The characters, despite being somewhat static at times, are actually pretty likeable and they do an excellent job of making anyone be plausible to be the killer. This aspect is what helps the show stand; they do a great job of keeping you guessing until the end. Noah points out that anyone could have motive and anyone could be the killer at the end of the first episode which helps further reinforce the self-awareness aspect.
The killer is very well developed while putting together a reasonable (for a horror show) background for the town, the mask, etc. Creating a new mask for the killer is what helped set it apart from the movies and create its own identity. The mask is also considerably creepier than the Ghost Face Killer mask used in the films. Did I also mention the killer is really fucking smart? Nobody likes a killer that can’t seem to get their shit together and just slice a few people up. That’s also because they needed 10 episodes and it wouldn’t exactly make sense to have the killer get caught in episode 3.

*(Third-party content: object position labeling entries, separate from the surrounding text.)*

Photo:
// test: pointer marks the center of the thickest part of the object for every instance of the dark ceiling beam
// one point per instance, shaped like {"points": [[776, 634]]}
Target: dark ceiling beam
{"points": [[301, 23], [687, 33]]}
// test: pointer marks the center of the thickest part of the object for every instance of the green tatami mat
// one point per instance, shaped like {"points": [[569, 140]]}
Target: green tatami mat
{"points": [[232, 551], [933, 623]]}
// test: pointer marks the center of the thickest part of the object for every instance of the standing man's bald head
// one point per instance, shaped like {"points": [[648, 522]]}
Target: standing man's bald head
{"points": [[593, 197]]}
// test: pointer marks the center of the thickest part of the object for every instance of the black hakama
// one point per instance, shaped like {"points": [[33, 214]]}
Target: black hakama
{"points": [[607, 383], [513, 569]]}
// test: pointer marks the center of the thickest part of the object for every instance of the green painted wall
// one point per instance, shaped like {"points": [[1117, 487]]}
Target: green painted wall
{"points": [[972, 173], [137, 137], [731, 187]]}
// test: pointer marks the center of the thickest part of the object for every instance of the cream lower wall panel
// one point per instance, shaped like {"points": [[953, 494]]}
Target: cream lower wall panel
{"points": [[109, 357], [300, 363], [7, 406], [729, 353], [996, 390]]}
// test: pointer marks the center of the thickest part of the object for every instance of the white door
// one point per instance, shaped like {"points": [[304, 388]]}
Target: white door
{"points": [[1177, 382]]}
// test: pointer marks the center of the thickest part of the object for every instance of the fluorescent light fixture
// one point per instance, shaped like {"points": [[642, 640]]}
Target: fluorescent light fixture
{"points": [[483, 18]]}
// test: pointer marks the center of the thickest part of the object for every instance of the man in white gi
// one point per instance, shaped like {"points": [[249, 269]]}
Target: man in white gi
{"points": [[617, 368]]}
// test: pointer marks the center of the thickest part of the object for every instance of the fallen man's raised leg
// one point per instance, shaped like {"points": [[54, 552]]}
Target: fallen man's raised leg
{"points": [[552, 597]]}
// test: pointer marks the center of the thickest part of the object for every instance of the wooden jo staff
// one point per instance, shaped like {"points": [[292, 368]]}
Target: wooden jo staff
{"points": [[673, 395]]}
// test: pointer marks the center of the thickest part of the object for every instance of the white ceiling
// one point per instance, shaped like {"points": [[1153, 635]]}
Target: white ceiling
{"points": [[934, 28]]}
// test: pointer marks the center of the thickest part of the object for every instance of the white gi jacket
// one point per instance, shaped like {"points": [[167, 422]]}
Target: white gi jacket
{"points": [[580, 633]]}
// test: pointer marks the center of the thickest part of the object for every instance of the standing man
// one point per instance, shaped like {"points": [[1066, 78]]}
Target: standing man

The Bad: The acting can be painful to sit through, at times some of them seem underwhelmed by their situation or like they’re playing the character version of themselves. Brooke is by far the worst offender of “character” syndrome and it tends to pull you out of what’s going on. She has an ongoing relationship with a teacher at her high school and the way that she talks with him (and other characters for that matter) is far too unrealistic. Kieran is also in the state of forever being dark, mysterious and tortured which makes him very unlikable even as “the good guy”. These certainly aren’t the only characters over or under-acted but they definitely stand out.
The fact that this is an MTV show also means that it’s saturated with some of the nonsense that they’re trying to preach to the upcoming generation. While there aren’t blatant product placements, there are moments that I half expected the characters to turn and wink at the camera. For example, every sex scene was very clear to make sure the people involved were using a condom. It’s not like MTV airs Trojan commercials every 5 minutes or anything. The only thing it was missing was having a group of kids point out that smoking isn’t “the cool thing to do”. I get it, younger folks are more impressionable but it gets a bit preachy when you need to shoehorn it into everything they’re watching.
The characters in the first season are essentially direct reflections of characters in the first movie which is simultaneously kind of cool and kind of annoying. There are a few outliers, change in personalities and the story isn’t exactly the same but it’s easy to draw a lot of parallels. Luckily with Season 2 the characters grow a bit more but in the mean time you have to watch Sidne… I mean Emma deal with the killer and Lakewood’s murderous history.
The Judgment: Does this stand up as a TV series? My thoughts are yes. I was pleasantly surprised with what the show had to offer and didn’t end up being a 100% replica of the movie series. It walked a fine line of being similar but different and I think that’s what people were hoping for. I’ll just say I ended up calling a few things but they didn’t come to fruition until Season 2. It’s a fun show that I’d almost recommend watching with someone else so you can play detective and spit theories back and forth. For the few bad qualities this show has, the good outweighs them.